I am in Ullapool right now, a beautiful town surrounded by hills on the edge of Loch Broom in the north west of Scotland. At the book festival here I was asked if stories make a difference. I said something bland like that I hoped that my stories might hold up a mirror to the reader's life but that I thought writers were deluded if they thought stories could make a difference to the world we live in. Then a woman came up to me later and said, “Your stories made a difference to me.” She had suffered a brain injury and had only just been able to start reading again, and found that the short story form was something she could contain. My stories were the first things she'd been able to read after five years of not reading.
The short story is such a fascinating hybrid form. It shares the poet's particular love of image or lyricism, of not wasting a single word, with the novel's wide narrative lens. It takes people often at a moment of change or trauma and distils and invests that moment with something wider, something that in turn helps, by the narrowing of focus, to understand the wider world. It is wide open. It has stretched across the continent. It is the perfect form for our time. It can be carried around in the head, the whole story. You should be able to lay it down on a vast plain and it would still glow.

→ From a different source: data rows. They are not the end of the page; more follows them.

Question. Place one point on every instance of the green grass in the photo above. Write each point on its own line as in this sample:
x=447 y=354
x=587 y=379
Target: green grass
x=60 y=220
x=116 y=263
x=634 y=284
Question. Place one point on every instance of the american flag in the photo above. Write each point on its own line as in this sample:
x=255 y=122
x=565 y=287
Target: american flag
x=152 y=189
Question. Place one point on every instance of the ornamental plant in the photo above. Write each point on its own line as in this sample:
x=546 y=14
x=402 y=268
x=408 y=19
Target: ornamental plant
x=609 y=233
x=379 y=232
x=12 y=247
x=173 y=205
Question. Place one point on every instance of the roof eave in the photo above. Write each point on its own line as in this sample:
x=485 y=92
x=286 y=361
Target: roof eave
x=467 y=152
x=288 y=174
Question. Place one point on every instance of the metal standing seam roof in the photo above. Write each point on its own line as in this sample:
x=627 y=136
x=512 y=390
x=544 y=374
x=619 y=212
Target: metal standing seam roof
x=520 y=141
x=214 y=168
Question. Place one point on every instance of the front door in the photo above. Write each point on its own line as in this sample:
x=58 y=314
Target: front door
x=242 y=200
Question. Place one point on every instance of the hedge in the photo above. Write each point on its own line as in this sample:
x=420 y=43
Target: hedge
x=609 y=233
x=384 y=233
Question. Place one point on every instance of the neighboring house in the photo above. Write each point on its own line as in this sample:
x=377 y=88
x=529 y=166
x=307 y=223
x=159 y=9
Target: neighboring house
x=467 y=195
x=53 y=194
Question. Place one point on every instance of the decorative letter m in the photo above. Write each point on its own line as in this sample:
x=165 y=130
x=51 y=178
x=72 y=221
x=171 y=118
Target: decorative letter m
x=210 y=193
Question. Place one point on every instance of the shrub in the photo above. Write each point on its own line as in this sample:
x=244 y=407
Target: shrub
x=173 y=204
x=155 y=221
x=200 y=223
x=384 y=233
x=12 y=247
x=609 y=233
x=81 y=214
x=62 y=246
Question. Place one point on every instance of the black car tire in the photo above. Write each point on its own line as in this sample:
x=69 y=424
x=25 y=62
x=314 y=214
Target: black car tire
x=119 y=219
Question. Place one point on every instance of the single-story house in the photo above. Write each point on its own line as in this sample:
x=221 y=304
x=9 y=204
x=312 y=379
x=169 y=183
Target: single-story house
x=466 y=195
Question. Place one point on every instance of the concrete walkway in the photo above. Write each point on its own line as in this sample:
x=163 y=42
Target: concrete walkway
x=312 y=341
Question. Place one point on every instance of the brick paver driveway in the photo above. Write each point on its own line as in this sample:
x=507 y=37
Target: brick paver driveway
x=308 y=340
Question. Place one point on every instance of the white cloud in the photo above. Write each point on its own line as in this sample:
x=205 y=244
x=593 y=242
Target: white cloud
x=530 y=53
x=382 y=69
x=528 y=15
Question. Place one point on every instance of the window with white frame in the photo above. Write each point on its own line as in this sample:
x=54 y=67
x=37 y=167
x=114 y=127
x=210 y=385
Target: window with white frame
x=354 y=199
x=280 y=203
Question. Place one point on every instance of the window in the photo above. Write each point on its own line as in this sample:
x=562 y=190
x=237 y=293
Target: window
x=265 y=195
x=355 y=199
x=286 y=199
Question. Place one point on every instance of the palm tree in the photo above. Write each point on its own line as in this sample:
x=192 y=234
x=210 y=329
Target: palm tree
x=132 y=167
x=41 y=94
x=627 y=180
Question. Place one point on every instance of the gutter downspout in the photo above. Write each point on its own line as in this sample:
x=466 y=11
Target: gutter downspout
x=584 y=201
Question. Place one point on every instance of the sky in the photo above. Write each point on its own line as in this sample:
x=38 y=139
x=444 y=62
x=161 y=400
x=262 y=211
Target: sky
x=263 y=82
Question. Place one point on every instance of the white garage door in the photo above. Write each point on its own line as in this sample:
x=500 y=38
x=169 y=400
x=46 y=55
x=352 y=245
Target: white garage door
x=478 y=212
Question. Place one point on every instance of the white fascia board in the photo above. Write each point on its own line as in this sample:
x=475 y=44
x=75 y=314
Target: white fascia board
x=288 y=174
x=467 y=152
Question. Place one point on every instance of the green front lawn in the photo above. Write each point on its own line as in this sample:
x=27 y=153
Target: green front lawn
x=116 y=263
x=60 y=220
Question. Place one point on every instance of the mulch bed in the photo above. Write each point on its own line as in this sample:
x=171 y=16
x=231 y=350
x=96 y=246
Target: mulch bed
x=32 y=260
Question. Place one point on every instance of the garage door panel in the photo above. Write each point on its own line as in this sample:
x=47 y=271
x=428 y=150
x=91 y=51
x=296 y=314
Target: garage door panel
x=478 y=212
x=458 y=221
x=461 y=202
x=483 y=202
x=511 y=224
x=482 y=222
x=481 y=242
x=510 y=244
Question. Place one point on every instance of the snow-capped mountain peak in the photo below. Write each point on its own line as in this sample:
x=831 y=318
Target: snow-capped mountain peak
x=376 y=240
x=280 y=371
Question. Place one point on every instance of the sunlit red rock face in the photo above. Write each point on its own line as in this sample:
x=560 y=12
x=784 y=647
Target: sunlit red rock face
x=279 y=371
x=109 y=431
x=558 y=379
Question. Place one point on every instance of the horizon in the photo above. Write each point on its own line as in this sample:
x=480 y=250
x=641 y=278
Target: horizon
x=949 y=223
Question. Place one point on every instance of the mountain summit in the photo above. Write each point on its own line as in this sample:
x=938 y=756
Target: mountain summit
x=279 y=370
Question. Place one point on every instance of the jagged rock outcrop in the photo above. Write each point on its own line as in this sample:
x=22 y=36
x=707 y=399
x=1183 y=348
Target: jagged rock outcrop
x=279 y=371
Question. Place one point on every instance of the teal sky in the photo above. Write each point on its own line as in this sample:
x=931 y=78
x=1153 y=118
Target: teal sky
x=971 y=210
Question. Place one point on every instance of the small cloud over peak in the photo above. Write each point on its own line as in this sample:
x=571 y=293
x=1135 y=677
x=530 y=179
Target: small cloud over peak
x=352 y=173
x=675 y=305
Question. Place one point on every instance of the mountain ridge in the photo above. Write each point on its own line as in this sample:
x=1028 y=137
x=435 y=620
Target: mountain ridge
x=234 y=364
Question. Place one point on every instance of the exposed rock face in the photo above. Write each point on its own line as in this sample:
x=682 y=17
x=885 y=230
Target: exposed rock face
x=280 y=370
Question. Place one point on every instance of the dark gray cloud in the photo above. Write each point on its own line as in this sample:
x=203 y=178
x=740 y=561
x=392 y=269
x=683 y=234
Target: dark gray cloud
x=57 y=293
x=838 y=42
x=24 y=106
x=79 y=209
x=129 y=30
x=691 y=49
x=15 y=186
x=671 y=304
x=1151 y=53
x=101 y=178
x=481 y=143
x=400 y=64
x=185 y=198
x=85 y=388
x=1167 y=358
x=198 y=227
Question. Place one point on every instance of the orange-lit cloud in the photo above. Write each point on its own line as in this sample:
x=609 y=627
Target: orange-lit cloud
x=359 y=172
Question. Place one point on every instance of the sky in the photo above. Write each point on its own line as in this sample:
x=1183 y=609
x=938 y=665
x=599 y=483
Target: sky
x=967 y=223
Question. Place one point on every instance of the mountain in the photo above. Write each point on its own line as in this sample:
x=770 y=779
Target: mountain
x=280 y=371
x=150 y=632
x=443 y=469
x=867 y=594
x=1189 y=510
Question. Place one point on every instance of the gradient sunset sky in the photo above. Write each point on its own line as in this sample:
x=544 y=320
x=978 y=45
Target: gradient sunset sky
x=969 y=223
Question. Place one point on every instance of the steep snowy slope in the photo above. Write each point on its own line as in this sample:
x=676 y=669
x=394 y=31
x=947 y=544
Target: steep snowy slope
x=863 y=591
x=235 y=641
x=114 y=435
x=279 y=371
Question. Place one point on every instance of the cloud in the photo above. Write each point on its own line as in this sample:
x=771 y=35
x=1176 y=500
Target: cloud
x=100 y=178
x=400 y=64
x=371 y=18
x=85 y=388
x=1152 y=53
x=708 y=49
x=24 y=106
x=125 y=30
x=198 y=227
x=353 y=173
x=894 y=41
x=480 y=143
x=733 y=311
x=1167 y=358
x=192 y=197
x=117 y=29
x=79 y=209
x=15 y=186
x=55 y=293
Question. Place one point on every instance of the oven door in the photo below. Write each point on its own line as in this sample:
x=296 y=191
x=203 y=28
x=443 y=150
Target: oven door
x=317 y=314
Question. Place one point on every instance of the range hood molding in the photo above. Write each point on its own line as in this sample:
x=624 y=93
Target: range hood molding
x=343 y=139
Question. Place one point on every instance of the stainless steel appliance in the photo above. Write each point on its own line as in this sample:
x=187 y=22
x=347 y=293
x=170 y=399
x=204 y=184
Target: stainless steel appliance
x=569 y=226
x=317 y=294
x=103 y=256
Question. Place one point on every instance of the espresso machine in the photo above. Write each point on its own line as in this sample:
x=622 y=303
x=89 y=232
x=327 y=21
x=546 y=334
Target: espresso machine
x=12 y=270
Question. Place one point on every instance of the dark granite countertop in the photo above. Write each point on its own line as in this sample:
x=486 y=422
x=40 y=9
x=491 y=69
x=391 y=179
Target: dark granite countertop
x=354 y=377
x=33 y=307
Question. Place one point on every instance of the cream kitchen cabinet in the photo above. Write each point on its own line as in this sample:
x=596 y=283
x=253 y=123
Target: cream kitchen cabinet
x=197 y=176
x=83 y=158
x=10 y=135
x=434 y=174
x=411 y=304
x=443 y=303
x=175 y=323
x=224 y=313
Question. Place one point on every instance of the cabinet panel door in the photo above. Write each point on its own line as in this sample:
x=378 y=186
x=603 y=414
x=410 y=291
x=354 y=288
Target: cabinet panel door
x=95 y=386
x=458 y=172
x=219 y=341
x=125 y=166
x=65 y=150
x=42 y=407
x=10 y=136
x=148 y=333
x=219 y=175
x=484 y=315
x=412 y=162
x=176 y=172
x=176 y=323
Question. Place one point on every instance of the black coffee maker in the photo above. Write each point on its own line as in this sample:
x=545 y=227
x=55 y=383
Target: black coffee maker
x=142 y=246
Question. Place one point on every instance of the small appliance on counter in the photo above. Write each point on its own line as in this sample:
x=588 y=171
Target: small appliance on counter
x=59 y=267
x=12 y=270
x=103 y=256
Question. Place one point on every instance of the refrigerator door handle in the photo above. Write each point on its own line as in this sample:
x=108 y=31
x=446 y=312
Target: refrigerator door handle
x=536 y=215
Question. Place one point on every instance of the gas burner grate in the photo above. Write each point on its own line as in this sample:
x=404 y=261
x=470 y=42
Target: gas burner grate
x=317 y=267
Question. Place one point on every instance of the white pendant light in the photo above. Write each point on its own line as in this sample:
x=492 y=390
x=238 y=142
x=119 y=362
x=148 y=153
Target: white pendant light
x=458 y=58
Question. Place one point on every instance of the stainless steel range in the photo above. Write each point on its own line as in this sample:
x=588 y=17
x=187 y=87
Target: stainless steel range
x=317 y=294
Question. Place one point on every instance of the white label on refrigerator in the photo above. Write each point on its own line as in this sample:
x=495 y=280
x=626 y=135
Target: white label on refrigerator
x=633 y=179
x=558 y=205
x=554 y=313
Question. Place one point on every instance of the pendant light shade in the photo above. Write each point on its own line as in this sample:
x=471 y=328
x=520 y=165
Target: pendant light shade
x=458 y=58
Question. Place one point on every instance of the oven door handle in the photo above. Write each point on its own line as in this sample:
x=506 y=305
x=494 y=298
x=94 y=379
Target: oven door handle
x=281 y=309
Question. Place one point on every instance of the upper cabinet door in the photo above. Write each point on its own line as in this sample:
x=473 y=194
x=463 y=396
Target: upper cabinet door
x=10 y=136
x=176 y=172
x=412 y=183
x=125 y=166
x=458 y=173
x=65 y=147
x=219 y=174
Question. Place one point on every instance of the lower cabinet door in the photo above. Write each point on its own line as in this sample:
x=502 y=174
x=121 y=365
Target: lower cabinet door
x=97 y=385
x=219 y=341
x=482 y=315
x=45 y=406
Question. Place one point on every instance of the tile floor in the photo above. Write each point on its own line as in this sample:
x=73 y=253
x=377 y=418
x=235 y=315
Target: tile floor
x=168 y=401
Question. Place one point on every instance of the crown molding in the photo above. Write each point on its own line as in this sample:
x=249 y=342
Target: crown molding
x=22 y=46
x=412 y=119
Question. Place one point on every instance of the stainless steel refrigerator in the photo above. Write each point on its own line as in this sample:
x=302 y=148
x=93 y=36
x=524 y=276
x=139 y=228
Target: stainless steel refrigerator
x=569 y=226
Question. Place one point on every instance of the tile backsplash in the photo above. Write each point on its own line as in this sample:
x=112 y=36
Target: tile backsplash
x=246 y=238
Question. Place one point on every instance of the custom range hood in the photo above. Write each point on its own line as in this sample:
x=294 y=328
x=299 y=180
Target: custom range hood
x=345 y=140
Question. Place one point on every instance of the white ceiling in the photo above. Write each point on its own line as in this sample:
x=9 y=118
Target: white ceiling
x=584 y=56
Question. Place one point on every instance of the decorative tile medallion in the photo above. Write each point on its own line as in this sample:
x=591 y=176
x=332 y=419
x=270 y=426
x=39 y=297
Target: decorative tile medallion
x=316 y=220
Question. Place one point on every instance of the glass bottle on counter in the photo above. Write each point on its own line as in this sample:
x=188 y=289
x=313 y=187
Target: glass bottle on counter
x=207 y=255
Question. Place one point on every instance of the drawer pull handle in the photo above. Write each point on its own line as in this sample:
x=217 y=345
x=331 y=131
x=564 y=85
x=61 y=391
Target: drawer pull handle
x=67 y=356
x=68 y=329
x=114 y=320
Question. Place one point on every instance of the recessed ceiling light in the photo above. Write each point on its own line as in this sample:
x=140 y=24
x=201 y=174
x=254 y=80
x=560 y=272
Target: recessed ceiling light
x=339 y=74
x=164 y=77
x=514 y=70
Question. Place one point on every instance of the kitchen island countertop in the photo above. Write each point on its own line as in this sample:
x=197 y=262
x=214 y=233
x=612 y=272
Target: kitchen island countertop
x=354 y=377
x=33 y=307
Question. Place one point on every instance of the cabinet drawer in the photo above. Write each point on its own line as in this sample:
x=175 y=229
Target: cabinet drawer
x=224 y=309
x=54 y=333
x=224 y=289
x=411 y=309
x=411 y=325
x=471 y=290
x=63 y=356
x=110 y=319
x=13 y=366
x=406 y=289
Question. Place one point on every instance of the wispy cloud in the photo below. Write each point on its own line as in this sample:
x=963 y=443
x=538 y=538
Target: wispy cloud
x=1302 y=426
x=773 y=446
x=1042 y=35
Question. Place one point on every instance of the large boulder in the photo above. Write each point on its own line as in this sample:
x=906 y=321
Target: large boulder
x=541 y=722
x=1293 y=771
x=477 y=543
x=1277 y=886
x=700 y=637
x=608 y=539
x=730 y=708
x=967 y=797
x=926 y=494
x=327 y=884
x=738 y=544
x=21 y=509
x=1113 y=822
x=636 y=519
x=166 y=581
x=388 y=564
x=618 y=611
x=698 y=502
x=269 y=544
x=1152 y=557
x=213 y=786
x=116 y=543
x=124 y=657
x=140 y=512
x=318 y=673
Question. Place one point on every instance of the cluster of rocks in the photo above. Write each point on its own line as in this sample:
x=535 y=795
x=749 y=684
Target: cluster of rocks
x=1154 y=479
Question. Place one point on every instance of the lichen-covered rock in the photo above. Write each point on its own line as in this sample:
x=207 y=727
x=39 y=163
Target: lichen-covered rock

We were inspired this year by the range of subject matters in the Caine Prize short-listed stories, the different approaches to this pioneering and inventive form. During our judges meeting we returned again and again to what made a story work for us and what stories made a difference. Was it because we believed the character's voice? Was it the style and tone? Was it the structure of the story? Was it because the story can be philosophical? What is it we were looking for in the stories? We were looking for different stories. Fresh, inventive, surprising. We were looking for stories that make a difference.